Symmetric matrix and diagonalization

[EvLer]

This is a T/F question:
all symmetric matrices are diagonalizable.

I want to say no, but I do not know how exactly to show that... all I know is that to be diagonalizable, matrix should have enough eigenvectors, but does multiplicity of eigenvalues matter, i.e. can I say that if eignvalue has multiplicity > 1 then the matrix is not diagonalizable?
Thanks

EDIT: zero matrix is diagonalizable, right?

 

[Dick]

This is a T/F question:
all symmetric matrices are diagonalizable.

I want to say no, but I do not know how exactly to show that... all I know is that to be diagonalizable, matrix should have enough eigenvectors, but does multiplicity of eigenvalues matter, i.e. can I say that if eignvalue has multiplicity > 1 then the matrix is not diagonalizable?
Thanks

EDIT: zero matrix is diagonalizable, right?

The zero matrix is already diagonal. So it's VERY diagonalizable. Think spectral theorem.

 

[EvLer]

...Think spectral theorem.

ummm... not there yet

 

[Dick]

You must have something like it. Note that it also makes a big difference whether the entries are real or complex. If they are real then it's true, but a proof is just a proof of the finite dimensional version of the spectral theorem. If they are complex, then you just need a counter example. Because it's false.

 

[EvLer]

oh, yeah, looked at further chapters, now I see the spectral theorem. Thanks a lot.

 

[ZioX]

Uhhh. Not true.

Remember eigenvalues have a lot to do with what field you're in.

Principal axis theorem is the theorem you want.

 

[HallsofIvy]

A symmetric matrix is "self-adjoint"- that is, for a symmetric matrix A, the dot product (Ax).y= x.(Ay). It's fairly easy to prove, it may already be proven in your book, that any self-adjoint (and, so, any symmetric) n by n matrix has n independent eigenvectors. Using those eigenvectors as basis gives you a diagonal matrix with the eigenvalues on the diagonal.

 

[matt grime]

...over an algebraically closed field...

 

[HallsofIvy]

A symmetric matrix is "self-adjoint"- that is, for a symmetric matrix A, the dot product (Ax).y= x.(Ay). It's fairly easy to prove, it may already be proven in your book, that any self-adjoint (and, so, any symmetric) n by n matrix has n independent eigenvectors. Using those eigenvectors as basis gives you a diagonal matrix with the eigenvalues on the diagonal.

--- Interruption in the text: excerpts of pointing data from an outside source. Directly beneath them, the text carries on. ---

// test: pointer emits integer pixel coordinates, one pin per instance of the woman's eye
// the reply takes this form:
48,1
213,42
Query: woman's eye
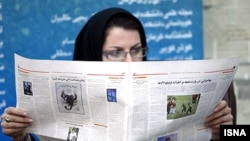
115,53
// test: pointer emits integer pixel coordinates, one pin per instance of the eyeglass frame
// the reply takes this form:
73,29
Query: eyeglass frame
144,51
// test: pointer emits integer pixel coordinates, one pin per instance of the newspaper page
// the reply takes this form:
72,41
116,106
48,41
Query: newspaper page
122,101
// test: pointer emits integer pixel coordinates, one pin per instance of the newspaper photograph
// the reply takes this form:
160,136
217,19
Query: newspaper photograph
122,101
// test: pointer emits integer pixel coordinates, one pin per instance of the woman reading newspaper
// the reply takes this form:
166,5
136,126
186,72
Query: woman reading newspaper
113,34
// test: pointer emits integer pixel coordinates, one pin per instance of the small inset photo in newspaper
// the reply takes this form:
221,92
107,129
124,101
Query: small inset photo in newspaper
69,97
170,137
111,95
27,88
179,106
72,134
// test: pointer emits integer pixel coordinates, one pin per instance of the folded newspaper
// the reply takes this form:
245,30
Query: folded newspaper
122,101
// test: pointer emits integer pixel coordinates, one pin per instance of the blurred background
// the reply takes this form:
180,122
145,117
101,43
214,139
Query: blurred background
227,34
176,30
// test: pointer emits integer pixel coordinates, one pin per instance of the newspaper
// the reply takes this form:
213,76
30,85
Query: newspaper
122,101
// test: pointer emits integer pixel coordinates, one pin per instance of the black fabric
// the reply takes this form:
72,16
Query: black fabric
89,42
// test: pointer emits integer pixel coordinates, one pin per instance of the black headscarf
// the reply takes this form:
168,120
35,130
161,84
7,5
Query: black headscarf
89,42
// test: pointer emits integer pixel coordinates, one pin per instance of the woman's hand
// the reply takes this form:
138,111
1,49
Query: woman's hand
221,116
14,122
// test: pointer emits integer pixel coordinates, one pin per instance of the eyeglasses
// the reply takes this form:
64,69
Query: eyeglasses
119,55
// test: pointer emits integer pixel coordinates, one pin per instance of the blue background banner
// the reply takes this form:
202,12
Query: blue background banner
46,30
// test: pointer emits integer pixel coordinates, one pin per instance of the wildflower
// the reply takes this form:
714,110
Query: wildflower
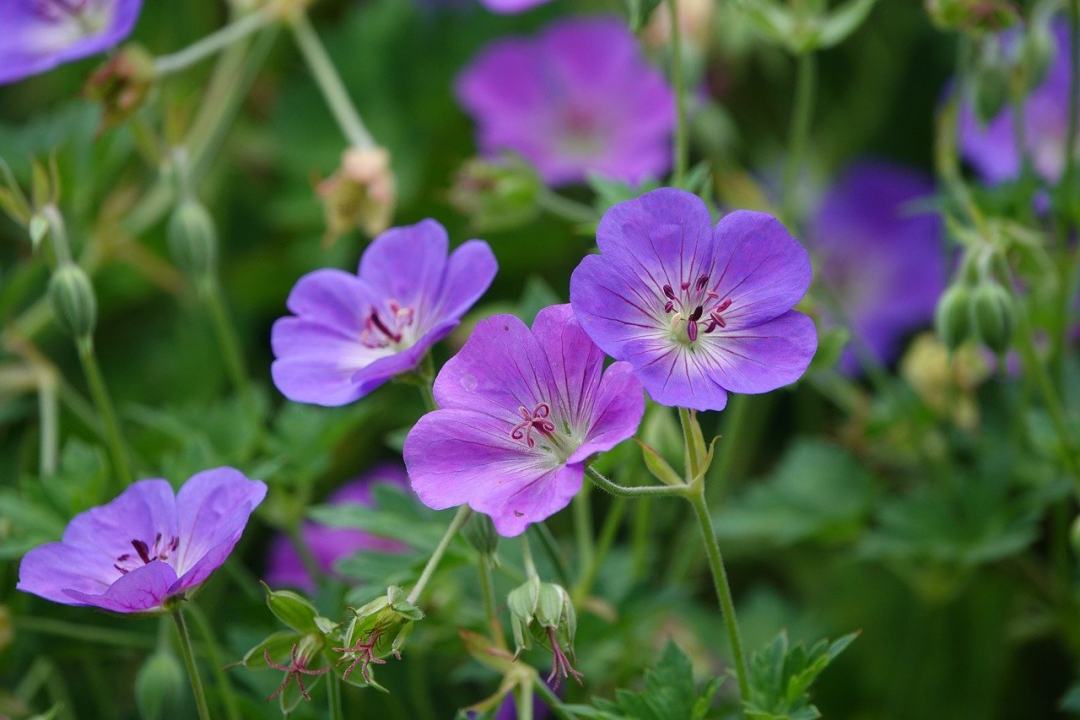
521,412
698,311
284,566
874,247
350,334
147,545
39,35
576,99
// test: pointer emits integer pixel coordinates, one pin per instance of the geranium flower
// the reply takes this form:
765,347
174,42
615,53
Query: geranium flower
147,545
521,412
698,311
328,545
39,35
875,247
578,98
350,334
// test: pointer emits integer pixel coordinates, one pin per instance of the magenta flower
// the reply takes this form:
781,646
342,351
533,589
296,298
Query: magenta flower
521,413
350,334
578,98
991,148
698,311
147,545
328,545
39,35
875,246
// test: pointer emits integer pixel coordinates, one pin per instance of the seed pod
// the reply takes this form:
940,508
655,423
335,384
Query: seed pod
993,315
71,297
192,239
953,316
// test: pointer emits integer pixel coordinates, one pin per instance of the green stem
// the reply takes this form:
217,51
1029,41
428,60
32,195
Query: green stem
723,588
214,656
189,662
104,405
436,556
215,42
678,83
329,82
636,491
799,134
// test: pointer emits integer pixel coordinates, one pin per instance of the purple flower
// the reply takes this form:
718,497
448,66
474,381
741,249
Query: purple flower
578,98
698,311
521,413
991,148
350,334
328,545
39,35
147,545
882,260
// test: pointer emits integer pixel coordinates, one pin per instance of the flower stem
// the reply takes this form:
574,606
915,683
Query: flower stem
801,114
104,405
215,42
682,146
436,556
636,491
189,661
723,588
329,83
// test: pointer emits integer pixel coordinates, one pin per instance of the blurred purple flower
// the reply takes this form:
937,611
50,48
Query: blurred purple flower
147,545
521,412
882,259
991,148
328,545
350,334
39,35
578,98
698,311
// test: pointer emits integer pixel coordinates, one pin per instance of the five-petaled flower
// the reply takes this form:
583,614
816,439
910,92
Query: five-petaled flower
147,545
39,35
580,98
351,334
698,311
521,411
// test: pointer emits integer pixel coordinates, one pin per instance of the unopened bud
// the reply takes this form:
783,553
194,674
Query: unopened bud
71,297
497,194
993,315
361,193
158,685
121,84
192,239
953,316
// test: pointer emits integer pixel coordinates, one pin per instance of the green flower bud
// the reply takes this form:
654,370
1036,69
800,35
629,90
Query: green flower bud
159,685
192,239
71,297
953,316
993,315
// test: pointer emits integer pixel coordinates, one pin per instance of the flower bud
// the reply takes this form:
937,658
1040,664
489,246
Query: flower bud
71,297
497,194
192,239
159,685
953,316
121,84
361,193
993,315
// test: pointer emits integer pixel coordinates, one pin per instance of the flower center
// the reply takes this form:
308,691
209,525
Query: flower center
146,554
696,304
387,328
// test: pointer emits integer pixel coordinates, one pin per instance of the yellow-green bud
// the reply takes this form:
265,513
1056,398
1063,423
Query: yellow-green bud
953,316
192,239
993,315
71,297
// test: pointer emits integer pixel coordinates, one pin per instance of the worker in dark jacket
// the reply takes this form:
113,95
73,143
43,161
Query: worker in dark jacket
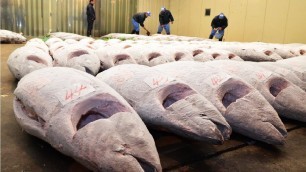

...over an algebraically closed field...

Was that in response to my post? The field of real numbers is not algebraically closed but it is certainly true that any symmetric matrix over the real numbers has real eigenvalues. In fact, any self-adjoint linear transformation on a vector space over the real numbers has all real eigenvalues.

 

[matt grime]

I should have said 'not necessarily over the field of definition of the matrix'. Or 'a field with sufficiently many elements'.